If the external database system is accessible from the Internet and the Databricks compute has a custom DNS server (which is only possible if you are on a customer-managed network), add the database system's hostname to your custom DNS server so that it can be resolved.

AWS Glue networking considerations

If you use serverless compute with Glue federation, there's no setup required. If you use classic compute with Glue federation, Databricks recommends using private networking with a federated catalog for enhanced security and performance.

When you deploy Databricks with a federated catalog, networking between the Databricks data plane and the AWS Glue Data Catalog in your AWS VPC is essential. This typically involves establishing private connectivity between the Databricks workspace's VPC and the AWS VPC using AWS PrivateLink or an interface VPC endpoint.

An interface VPC endpoint in the AWS VPC acts as an entry point for traffic to the AWS Glue Data Catalog. It's associated with a security group that controls catalog access. The Databricks workspace is then configured to use this endpoint. Security groups and network ACLs must allow traffic on the required ports (typically 443). DNS resolution for the AWS Glue Data Catalog using the endpoint might need private DNS zones or a DNS forwarder. Ensuring high availability and monitoring network traffic are crucial for a resilient setup.

Federating to AWS Glue Catalog using NAT

Traffic to the AWS Glue Data Catalog can traverse the public internet, but private connectivity is recommended for security purposes. If you use serverless compute, networking to the Glue catalog is automatically routed to the public Glue endpoint glue.us-west-2.amazonaws.com. If the service credential has the correct IAM permissions, this works with no setup required.

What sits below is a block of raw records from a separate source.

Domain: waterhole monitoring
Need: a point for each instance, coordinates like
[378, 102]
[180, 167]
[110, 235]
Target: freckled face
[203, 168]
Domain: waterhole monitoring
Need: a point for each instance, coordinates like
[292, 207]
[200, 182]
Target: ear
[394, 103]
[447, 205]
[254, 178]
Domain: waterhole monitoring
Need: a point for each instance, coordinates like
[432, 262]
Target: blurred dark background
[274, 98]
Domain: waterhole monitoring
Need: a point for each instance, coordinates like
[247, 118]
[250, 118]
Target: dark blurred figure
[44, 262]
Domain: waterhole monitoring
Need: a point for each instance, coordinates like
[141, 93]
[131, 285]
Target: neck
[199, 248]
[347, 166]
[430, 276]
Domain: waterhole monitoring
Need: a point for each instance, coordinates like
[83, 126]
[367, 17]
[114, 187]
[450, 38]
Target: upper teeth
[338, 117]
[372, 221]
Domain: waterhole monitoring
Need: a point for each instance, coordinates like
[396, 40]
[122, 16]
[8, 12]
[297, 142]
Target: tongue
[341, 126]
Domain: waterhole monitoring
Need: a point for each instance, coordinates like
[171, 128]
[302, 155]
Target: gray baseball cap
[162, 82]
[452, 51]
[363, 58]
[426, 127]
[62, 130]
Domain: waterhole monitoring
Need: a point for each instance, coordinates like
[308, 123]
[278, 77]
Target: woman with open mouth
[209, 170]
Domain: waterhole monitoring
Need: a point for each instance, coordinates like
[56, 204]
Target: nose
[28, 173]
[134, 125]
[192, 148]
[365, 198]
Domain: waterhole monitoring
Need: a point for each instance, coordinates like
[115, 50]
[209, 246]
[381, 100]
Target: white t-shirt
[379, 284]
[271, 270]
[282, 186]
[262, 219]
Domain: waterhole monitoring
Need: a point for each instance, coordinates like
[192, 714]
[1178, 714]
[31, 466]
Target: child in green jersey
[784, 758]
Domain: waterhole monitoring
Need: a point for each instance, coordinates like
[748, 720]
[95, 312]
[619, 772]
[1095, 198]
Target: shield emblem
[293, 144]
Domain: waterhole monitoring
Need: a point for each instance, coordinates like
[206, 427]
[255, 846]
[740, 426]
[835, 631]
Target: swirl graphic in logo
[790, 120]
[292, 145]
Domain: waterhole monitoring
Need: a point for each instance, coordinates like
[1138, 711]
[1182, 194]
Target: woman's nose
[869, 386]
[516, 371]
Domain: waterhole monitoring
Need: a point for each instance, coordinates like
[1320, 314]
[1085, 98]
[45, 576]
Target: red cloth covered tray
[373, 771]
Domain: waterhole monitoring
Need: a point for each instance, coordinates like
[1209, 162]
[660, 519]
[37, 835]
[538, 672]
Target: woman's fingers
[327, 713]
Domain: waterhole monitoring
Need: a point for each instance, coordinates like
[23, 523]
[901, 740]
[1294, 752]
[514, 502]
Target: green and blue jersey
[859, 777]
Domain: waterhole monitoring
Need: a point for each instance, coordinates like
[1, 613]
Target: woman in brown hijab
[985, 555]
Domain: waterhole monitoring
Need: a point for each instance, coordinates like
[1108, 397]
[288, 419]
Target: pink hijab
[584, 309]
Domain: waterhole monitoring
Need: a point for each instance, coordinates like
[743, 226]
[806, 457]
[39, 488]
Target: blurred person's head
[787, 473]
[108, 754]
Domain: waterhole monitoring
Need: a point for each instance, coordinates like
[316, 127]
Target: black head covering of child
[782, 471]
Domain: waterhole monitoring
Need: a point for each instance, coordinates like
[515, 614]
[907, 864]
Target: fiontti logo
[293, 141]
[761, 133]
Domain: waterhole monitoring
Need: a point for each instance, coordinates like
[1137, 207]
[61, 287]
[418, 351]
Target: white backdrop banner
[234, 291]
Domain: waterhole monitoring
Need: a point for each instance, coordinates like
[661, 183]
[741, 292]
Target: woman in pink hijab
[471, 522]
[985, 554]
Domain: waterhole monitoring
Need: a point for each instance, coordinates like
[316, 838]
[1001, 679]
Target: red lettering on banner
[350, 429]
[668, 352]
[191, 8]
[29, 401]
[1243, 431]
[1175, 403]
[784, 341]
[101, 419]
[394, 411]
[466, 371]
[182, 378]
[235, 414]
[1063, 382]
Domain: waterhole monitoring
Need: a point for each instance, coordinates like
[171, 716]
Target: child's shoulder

Because NAT introduces extra cost and exposes traffic to the public internet, this is a fallback and not a best practice. If the Databricks compute and AWS Glue Data Catalog service endpoint are both on AWS in the same region, traffic stays on the AWS backbone rather than leaving for the open internet. However, it still resolves to a public IP instead of a private IP.

Snowflake networking considerations

Snowflake supports PrivateLink egress as a preview feature. Snowflake does not support providing static IPs, which prevents the practice of setting allowlists.